Christianisierung mit Feuer und Schwert ist kein Märchen, es hat sie tatsächlich gegeben – zum Beispiel bei der Christianisierung Lateinamerikas oder auch von Prußen.

Sicher gab es Zwangsmission. Es wurde das Baltikum vor allem durch die Ostkolonisation und die Aktivitäten des Deutschen Ordens christianisiert- und diese Christianisierung war zweifellos durch Zwang und Gewalt durchgesetzt worden. Dennoch aber war das nicht die Regel: Es haben Patrick, Bonifatius oder Kirill das Christentum eben nicht mit Feuer und Schwert in Deutschland, Irland oder Serbien verbreitet.

Fürsten wie Clodwig, Olaf Tryggvason von Norwegen oder Herzog Rollo von der Normandie sind nicht unter der Nötigung von Feuer und Schwert christlich geworden, sondern weil sie vom Bischof etwas geschenkt bekamen, weil es insgesamt lohnender war, dem Club beizutreten.

Europa insgesamt ist wohl mehr durch Missionsarbeit, durch politische Motive, durch Heiratspolitik, durch wirtschaftliche Anreize, als durch nackte Gewalt christianisiert worden.

Zwangsmissionierung wurde häufig auch von der Kirche missbilligt und kritisiert. Kirchliche Ratgeber wie Alkuin haben Zwangsmissionen Karls des Großen heftig missbilligt und kritisiert. Man fand, dass das keine nachhaltigen Erfolge haben konnte.


Auch in Lateinamerika verlief die Christianisierung differenzierter. Es gab in Mexiko und Peru zahlreiche Eheschließungen von Konquistadoren mit Angehörigen der alten Eliten.

Die "Blumenkriege" der Azteken und Menschenopfer-Praktiken waren für die Nachbarn eine Belastung.
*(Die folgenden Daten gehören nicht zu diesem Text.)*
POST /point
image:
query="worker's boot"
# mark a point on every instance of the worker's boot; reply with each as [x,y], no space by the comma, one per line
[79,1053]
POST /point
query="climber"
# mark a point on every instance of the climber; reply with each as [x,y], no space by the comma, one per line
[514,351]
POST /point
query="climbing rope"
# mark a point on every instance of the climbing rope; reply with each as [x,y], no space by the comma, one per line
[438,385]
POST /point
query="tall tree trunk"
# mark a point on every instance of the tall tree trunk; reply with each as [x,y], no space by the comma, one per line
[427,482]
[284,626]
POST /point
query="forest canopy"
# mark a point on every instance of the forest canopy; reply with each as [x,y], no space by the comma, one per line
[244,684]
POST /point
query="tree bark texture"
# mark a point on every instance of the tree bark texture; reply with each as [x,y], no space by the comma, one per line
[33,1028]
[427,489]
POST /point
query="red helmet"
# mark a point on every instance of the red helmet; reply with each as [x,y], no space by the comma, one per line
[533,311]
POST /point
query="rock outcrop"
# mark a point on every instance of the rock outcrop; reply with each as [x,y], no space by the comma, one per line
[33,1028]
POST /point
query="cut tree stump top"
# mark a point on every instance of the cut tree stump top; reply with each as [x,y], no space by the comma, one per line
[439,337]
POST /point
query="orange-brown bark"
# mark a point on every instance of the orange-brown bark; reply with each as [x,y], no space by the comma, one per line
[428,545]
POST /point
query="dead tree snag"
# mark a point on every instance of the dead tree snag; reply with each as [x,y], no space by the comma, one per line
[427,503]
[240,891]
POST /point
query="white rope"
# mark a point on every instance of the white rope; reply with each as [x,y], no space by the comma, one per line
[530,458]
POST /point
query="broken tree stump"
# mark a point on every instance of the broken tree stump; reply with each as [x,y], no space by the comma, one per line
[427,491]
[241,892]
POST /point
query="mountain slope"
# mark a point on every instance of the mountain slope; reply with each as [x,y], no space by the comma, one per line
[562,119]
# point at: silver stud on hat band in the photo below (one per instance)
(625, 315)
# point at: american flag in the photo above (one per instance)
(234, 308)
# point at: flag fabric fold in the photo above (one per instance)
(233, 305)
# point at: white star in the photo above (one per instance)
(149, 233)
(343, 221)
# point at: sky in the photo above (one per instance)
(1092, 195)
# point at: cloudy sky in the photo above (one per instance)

Jährlich sollen 10-20.000 Menschen geopfert worden sein. Das Christentum als Erlösungsreligion hatte durchaus eine gewisse Attraktivität für die indigene Bevölkerung.
Es gab auch innerhalb der Dominikaner oder Franziskaner Widerstand gegen die Ausbeutung der indigenen Bevölkerung, und es gab durchaus auch vielversprechende Missionsprojekte, die eben nicht auf Gewalt und Zwang setzten.

Bartolomé de Las Casas hat in seinen Berichten vielleicht manches übertrieben. Er hat aber heftig gegen Zwangsmissionierung sich engagiert und hat damit Karl V. konfrontiert.